# Unfamiliar terms in new privacy statement.



## Windy in Kansas (Jun 16, 2002)

I have received an updated privacy statement which contains a couple of terms I've never heard of before, but I am a bit out of the loop as for keeping up.

Of course I've heard of cookies, but what are web beacons and embedded web links that are used to collect data?

Doesn't sound like anything I want to allow even if the company is a perfectly legit one.
=====
How about Ebay's new privacy statement, what do you all think about what it sound like? I received notification of it today as well. Sounds like we will be specifically targeted for certain advertising not only on their site but elsewhere while surfing.

I personally think it is pretty sad that with all of the money Ebay makes they want more through advertising revenue.

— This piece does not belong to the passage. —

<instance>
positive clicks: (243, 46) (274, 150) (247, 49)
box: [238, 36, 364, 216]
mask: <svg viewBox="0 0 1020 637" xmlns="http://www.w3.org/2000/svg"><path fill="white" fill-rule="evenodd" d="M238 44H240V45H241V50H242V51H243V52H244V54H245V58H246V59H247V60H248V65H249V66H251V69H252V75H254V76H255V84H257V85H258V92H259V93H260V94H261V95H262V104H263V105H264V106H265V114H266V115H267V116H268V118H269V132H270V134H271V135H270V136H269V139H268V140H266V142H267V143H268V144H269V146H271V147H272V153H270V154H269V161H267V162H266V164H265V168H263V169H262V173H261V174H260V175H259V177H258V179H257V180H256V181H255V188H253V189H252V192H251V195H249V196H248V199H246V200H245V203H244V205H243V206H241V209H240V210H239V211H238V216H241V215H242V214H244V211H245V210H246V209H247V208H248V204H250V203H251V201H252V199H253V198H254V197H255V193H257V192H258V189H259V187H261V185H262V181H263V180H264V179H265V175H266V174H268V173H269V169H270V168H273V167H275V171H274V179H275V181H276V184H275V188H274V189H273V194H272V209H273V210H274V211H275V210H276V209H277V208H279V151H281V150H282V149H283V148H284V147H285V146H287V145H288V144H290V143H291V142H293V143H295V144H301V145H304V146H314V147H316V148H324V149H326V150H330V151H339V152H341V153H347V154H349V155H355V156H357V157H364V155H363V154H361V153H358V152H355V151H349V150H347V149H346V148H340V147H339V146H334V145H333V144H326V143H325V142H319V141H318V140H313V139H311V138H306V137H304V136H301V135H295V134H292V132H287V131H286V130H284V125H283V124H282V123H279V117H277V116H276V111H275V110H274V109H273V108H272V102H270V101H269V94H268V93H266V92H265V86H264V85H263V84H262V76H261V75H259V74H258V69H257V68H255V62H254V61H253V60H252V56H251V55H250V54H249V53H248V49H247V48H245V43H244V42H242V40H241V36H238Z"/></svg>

I love the web and computer, but I'm getting to the point I'm about ready to give my computer away and go live amongst the Amish to help get away from all of the privacy invasion via computers.


----------



## jaqblakely (Mar 29, 2007)

Check these sites out for an explanation of terms:

http://www.webopedia.com/TERM/W/Web_beacon.html

http://en.wikipedia.org/wiki/Hyperlink#Embedded_link

thx,


----------



## Windy in Kansas (Jun 16, 2002)

Thanks! for the urls.


----------